JAMA. 2021 08 10; 326(6):499-518.JAMA

Abstract

Importance

Clinical trials assessing the efficacy of IL-6 antagonists in patients hospitalized for COVID-19 have variously reported benefit, no effect, and harm.

Objective

To estimate the association between administration of IL-6 antagonists compared with usual care or placebo and 28-day all-cause mortality and other outcomes.

Data Sources

Trials were identified through systematic searches of electronic databases between October 2020 and January 2021. Searches were not restricted by trial status or language. Additional trials were identified through contact with experts.

Study Selection

Eligible trials randomly assigned patients hospitalized for COVID-19 to a group in whom IL-6 antagonists were administered and to a group in whom neither IL-6 antagonists nor any other immunomodulators except corticosteroids were administered. Among 72 potentially eligible trials, 27 (37.5%) met study selection criteria.

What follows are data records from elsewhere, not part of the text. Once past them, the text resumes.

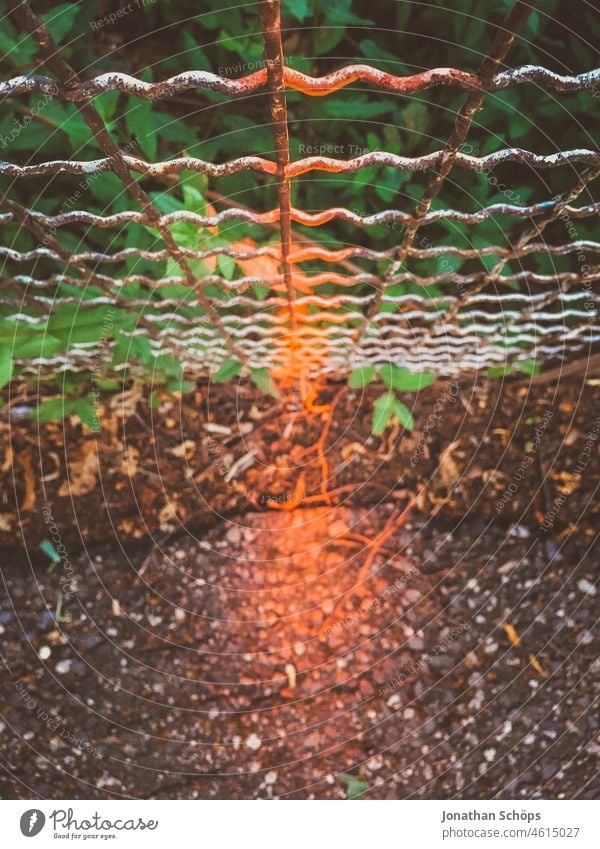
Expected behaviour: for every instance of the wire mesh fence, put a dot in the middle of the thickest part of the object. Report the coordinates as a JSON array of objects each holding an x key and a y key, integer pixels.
[{"x": 301, "y": 307}]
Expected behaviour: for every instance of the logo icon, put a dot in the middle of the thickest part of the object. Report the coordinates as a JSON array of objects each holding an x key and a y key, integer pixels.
[{"x": 32, "y": 822}]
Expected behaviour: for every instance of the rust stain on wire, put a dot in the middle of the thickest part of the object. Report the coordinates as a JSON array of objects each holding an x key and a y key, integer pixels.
[{"x": 296, "y": 327}]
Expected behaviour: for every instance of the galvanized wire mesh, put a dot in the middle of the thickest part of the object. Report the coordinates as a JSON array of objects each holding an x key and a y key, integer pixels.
[{"x": 333, "y": 318}]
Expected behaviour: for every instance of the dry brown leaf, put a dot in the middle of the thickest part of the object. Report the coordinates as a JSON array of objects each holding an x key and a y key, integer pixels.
[
  {"x": 449, "y": 472},
  {"x": 124, "y": 404},
  {"x": 184, "y": 449},
  {"x": 351, "y": 449},
  {"x": 24, "y": 459},
  {"x": 83, "y": 471},
  {"x": 537, "y": 665},
  {"x": 290, "y": 671},
  {"x": 129, "y": 461}
]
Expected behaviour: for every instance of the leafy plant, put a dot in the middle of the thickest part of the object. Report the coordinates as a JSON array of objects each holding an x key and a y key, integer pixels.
[
  {"x": 355, "y": 787},
  {"x": 388, "y": 407}
]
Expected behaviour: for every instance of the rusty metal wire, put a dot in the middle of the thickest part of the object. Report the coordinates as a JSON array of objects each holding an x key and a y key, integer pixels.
[{"x": 478, "y": 321}]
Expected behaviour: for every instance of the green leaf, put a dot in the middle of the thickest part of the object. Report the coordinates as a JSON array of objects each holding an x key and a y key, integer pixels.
[
  {"x": 398, "y": 377},
  {"x": 261, "y": 377},
  {"x": 355, "y": 786},
  {"x": 530, "y": 367},
  {"x": 139, "y": 121},
  {"x": 50, "y": 550},
  {"x": 361, "y": 377},
  {"x": 6, "y": 367},
  {"x": 383, "y": 410},
  {"x": 298, "y": 9},
  {"x": 61, "y": 19},
  {"x": 227, "y": 370},
  {"x": 404, "y": 415}
]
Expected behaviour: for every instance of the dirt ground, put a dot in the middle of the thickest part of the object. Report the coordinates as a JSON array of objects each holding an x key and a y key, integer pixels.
[{"x": 254, "y": 601}]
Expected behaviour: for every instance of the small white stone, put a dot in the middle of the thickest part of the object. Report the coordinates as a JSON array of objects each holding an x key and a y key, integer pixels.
[
  {"x": 253, "y": 742},
  {"x": 63, "y": 666},
  {"x": 586, "y": 587}
]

Data Extraction and Synthesis

In this prospective meta-analysis, risk of bias was assessed using the Cochrane Risk of Bias Assessment Tool. Inconsistency among trial results was assessed using the I2 statistic. The primary analysis was an inverse variance-weighted fixed-effects meta-analysis of odds ratios (ORs) for 28-day all-cause mortality.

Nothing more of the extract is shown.